Jonathan Edwards is generally acknowledged as one of the foremost American philosophers. Edwards on God offers a historically informed philosophical analysis of his arguments for the existence and nature of God. The book begins with a characterization of Edwards’s intellectual profile and philosophical theology. It then explicates and evaluates his arguments from the beginning of existence, design, ‘being in general’, virtue as benevolence, and his account of natural and moral divine attributes. There is no other such treatment of Edwards’s metaphysics of divinity. This volume will be primarily relevant to philosophers, historians and theologians.
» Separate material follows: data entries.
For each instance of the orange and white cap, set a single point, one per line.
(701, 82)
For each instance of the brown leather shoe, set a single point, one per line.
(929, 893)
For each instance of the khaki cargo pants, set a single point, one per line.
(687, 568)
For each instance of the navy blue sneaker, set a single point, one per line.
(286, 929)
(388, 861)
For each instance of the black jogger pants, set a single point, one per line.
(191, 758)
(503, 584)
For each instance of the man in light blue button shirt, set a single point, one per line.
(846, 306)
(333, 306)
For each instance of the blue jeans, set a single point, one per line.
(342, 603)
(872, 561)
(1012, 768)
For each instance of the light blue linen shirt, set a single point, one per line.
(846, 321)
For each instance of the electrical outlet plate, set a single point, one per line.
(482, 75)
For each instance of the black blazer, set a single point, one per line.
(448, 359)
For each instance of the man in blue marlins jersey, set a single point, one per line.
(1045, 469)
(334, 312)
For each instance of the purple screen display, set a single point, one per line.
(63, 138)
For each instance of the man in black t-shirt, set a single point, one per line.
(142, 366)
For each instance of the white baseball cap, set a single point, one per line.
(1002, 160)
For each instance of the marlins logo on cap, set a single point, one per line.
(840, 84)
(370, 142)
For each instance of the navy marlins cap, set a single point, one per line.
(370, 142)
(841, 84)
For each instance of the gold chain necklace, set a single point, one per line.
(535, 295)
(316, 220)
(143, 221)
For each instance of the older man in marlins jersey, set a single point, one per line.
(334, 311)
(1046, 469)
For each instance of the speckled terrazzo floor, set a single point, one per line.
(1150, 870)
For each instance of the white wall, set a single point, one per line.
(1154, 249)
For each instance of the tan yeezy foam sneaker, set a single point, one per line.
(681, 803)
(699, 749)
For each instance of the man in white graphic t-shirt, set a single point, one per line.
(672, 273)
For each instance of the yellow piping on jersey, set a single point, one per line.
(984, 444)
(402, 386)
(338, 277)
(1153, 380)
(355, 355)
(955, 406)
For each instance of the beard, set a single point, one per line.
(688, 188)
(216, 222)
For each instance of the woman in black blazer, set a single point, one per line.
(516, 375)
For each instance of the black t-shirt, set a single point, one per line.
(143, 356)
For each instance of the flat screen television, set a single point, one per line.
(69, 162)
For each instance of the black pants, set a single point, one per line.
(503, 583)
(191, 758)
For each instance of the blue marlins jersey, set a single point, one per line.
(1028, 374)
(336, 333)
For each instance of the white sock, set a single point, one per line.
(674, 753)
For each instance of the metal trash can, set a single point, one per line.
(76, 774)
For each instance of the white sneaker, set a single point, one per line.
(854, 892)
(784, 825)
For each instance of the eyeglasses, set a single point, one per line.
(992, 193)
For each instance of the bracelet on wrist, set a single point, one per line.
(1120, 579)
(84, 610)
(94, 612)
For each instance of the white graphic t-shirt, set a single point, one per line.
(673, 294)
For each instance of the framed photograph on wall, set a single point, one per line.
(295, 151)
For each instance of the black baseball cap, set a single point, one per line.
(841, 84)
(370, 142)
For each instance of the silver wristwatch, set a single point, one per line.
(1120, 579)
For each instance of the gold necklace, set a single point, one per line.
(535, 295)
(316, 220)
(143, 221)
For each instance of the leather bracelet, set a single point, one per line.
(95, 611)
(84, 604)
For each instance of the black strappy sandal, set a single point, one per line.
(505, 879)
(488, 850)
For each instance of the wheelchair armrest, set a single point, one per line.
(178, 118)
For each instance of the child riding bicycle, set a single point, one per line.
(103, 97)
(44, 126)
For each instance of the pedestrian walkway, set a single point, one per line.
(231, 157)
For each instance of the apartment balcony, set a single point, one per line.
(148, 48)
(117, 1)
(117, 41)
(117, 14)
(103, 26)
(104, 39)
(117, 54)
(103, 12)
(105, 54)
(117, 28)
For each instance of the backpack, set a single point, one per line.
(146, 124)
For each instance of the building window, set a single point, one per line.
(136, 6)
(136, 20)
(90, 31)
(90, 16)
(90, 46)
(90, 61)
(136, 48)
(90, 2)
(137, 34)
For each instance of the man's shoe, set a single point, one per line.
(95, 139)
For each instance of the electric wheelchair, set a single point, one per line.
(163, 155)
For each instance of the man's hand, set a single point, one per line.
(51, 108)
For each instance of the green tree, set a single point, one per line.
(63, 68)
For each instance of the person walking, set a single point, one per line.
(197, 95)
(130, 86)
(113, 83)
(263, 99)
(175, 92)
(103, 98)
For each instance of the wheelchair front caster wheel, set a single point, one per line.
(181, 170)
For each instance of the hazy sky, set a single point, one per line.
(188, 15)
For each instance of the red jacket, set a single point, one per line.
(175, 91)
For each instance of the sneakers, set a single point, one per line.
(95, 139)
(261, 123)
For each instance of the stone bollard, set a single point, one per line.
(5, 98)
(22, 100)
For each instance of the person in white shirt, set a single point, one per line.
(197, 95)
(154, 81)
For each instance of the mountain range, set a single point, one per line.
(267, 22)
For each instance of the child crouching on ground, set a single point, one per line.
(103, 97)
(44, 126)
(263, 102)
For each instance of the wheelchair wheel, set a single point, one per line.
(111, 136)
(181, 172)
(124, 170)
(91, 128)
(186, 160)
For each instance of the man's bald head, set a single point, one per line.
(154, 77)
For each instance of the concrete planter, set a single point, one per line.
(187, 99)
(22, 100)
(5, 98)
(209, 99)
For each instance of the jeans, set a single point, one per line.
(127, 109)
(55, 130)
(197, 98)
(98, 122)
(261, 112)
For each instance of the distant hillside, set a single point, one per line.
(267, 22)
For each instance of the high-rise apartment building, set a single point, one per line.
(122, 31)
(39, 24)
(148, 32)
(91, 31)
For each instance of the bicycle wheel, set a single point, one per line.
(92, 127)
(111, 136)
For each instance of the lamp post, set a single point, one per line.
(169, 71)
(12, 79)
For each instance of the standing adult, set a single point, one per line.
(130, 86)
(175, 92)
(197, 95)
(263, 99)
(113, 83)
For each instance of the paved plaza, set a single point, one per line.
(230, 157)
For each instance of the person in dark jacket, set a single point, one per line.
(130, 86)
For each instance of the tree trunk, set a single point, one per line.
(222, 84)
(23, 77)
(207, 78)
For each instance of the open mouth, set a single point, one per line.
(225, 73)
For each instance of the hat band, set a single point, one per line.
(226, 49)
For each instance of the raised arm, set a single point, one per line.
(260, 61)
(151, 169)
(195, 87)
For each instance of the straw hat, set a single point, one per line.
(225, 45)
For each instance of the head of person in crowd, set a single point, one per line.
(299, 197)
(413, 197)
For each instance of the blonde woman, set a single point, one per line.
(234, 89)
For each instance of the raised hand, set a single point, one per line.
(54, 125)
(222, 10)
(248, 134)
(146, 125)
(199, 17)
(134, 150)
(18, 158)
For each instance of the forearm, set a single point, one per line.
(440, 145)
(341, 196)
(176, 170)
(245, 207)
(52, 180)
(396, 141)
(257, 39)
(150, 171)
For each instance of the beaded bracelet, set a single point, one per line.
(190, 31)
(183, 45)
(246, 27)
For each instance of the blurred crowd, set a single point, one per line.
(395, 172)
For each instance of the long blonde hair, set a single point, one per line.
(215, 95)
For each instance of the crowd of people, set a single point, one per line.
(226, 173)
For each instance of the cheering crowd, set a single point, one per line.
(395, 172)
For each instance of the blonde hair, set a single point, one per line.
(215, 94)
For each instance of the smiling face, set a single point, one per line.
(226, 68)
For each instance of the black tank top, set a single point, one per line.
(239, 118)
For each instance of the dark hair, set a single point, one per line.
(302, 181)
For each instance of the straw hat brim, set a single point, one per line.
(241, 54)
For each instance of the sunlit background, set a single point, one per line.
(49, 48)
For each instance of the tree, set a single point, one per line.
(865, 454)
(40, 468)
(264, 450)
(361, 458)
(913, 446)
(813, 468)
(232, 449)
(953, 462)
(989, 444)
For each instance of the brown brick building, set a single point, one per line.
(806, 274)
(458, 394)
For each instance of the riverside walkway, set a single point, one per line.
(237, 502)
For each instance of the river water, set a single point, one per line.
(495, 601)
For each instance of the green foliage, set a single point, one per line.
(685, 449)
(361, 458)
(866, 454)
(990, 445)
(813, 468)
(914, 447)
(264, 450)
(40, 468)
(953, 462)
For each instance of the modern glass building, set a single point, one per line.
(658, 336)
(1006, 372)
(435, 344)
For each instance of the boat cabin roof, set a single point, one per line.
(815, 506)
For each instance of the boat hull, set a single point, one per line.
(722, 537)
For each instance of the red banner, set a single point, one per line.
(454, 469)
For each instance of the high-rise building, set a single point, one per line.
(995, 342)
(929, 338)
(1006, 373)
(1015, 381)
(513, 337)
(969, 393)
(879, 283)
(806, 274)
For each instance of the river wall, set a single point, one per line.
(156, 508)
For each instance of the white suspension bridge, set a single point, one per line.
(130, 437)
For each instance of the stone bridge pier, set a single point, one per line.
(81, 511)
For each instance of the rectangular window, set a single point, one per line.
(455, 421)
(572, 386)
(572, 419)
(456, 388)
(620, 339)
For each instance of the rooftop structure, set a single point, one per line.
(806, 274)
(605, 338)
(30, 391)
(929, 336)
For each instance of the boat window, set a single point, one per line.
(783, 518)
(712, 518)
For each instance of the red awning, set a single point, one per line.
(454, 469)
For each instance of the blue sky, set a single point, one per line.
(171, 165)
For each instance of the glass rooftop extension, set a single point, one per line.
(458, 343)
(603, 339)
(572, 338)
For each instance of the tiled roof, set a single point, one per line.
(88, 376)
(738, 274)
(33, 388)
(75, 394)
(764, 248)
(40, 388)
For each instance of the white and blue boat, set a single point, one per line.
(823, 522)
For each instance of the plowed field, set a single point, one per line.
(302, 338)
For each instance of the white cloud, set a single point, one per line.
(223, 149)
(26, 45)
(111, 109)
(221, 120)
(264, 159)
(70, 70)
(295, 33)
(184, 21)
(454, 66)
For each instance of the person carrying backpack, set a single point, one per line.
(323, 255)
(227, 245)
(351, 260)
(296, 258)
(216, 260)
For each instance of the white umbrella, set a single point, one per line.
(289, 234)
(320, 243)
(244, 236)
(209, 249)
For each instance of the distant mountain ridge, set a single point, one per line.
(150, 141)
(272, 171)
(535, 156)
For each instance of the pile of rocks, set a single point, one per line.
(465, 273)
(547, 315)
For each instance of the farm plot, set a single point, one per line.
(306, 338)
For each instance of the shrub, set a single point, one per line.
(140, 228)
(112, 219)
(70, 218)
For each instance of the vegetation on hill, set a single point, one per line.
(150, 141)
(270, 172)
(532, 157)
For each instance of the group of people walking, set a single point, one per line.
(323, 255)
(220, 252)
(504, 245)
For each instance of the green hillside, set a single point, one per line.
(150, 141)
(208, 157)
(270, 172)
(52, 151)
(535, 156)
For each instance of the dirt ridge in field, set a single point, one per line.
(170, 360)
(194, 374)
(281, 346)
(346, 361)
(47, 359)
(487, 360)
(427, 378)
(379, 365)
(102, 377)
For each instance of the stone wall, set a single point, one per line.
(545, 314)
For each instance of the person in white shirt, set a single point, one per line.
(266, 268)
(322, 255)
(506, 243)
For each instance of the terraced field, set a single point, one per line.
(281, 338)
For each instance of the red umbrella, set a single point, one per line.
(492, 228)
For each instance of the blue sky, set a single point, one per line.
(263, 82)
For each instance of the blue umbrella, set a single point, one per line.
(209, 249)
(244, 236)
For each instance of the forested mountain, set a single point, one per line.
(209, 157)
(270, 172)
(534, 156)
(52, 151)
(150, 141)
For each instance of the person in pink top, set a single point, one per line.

Jonathan Edwards's Philosophy of Nature

Jonathan Edwards's Philosophy of Nature
Title Jonathan Edwards's Philosophy of Nature PDF eBook
Author Avihu Zakai
Publisher A&C Black
Pages 343
Release 2010-07-22
Genre Religion
ISBN 0567226506

Download Jonathan Edwards's Philosophy of Nature Book in PDF, Epub and Kindle

>

One Holy and Happy Society

One Holy and Happy Society
Title One Holy and Happy Society PDF eBook
Author Gerald R. McDermott
Publisher Penn State Press
Pages 217
Release 2010-11
Genre Religion
ISBN 0271039655

Download One Holy and Happy Society Book in PDF, Epub and Kindle

Jonathan Edwards (1703&–58) was arguably this country's greatest theologian and its finest philosopher before the nineteenth century. His school if disciples (the &"New Divinity&") exerted enormous influence on the religious and political cultures of late colonial and early republican America. Hence any study of religion and politics in early America must take account of this theologian and his legacy. Yet historians still regard Edward's social theory as either nonexistent or underdeveloped. Gerald McDermott demonstrates, to the contrary, that Edwards was very interested in the social and political affairs of his day, and commented upon them at length in his unpublished sermons and private notebooks. McDermott shows that Edwards thought deeply about New England's status under God, America's role in the millennium, the nature and usefulness of patriotism, the duties of a good magistrate, and what it means to be a good citizen. In fact, his sociopolitical theory was at least as fully developed as that of his better-known contemporaries and more progressive in its attitude toward citizens' rights. Using unpublished manuscripts that have previously been largely ignored, McDermott also convincingly challenges generations of scholarly opinion about Edwards. The Edwards who emerges from this nook is both less provincial and more this-worldly than the persona he is commonly given.